TECHNOPHILE

Big Data, grandes opportunités

Chaque entreprise génère aujourd’hui des milliers de données concernant ses clients ou son fonctionnement. Une mine d’or potentielle pour qui sait exploiter les informations qu’elles contiennent.

Quel est le point commun entre les «likes» engrangés sur les réseaux sociaux, les achats figurant sur le compte d’une carte de fidélité, ou les mesures des capteurs d’une usine? Elles constituent autant d’informations qui peuvent, si elles sont analysées correctement, faciliter la prise de décision ou optimiser les processus d’une entreprise.

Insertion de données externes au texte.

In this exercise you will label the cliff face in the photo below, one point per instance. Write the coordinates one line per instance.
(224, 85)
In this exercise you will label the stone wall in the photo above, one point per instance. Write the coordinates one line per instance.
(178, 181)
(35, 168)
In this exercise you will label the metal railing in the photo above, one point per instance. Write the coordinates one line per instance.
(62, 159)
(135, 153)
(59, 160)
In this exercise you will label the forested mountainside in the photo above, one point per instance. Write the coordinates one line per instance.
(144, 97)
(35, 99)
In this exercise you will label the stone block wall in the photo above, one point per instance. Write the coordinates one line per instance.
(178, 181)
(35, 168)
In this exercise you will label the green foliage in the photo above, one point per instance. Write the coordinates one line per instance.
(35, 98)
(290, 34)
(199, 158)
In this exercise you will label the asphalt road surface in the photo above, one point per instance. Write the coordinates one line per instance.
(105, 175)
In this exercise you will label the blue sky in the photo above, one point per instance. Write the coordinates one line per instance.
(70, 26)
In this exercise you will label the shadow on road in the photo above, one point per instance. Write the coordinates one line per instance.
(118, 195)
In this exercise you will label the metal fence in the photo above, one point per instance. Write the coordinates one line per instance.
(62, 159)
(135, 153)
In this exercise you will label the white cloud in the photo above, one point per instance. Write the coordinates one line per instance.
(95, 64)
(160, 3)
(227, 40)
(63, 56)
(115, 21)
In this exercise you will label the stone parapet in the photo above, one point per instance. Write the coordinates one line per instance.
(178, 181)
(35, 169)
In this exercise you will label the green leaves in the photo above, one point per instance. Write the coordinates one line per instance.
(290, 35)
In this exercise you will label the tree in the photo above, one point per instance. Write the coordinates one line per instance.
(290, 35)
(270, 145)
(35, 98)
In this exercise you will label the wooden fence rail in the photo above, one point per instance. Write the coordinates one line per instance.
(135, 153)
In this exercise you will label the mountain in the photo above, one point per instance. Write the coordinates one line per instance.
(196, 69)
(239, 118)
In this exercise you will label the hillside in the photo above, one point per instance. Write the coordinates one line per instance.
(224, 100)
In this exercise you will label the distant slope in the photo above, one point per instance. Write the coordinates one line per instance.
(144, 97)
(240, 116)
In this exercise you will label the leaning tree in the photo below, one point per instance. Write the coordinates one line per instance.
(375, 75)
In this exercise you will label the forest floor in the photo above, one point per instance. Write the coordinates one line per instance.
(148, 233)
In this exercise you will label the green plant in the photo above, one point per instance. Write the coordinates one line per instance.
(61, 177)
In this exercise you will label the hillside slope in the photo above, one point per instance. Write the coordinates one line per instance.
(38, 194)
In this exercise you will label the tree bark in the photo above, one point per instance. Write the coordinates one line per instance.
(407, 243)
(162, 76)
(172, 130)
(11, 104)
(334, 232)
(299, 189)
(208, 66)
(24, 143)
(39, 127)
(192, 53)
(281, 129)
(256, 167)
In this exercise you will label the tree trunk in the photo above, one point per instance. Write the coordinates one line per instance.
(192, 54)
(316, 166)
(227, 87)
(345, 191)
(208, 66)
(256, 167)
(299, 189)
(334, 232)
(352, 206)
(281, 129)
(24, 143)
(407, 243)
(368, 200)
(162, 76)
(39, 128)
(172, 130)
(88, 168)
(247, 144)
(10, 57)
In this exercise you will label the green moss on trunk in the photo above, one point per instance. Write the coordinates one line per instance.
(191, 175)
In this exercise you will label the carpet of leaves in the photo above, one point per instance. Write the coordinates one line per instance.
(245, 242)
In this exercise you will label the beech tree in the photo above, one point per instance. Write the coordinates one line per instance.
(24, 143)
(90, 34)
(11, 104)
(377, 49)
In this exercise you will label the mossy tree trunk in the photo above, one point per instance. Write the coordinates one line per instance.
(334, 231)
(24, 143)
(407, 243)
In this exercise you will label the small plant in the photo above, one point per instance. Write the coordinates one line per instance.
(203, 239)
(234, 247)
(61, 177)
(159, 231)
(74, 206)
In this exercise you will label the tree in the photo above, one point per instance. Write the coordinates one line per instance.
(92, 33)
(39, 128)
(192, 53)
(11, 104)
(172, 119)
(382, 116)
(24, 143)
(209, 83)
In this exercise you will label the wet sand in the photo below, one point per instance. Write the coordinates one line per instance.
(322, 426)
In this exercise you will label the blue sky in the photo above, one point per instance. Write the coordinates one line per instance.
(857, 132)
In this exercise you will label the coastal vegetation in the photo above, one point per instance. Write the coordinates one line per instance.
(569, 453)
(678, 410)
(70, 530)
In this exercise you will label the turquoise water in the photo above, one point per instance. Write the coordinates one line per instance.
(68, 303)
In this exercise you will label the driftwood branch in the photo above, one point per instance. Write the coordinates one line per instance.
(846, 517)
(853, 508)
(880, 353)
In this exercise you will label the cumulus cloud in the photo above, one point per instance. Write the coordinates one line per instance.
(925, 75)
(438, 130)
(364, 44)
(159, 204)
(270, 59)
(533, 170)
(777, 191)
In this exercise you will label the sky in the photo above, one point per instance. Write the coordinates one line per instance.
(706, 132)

«Le traitement automatique des messages de plainte reçus, croisé avec l’analyse des ventes, permet par exemple à une entreprise mettre rapidement en évidence un problème lié à un produit vendu dans une boutique, explique Jérôme Berthier, responsable du Big Data au sein de l’entreprise informatique lausannoise Elca. Ainsi, les mesures nécessaires peuvent être prises de manière extrêmement ciblée.»

Exemple avec les vannes connectées de Cla-Val, une PME américaine dont le siège européen est basé à Romanel-sur-Lausanne. Installées dans les systèmes de distribution d’eau de plus de 70 pays depuis 2016, elles ont permis à la firme de diviser par deux les coûts d’intervention. «Grâce à l’analyse des données nous pouvons contrôler avec précision le fonctionnement de nos vannes dans le monde entier, dit Hugo van Buel, directeur général de Cla-Val Europe. Si un problème survient, le technicien n’est pas obligé de prendre le premier avion, mais il peut évaluer la situation et prendre des décisions depuis son ordinateur.»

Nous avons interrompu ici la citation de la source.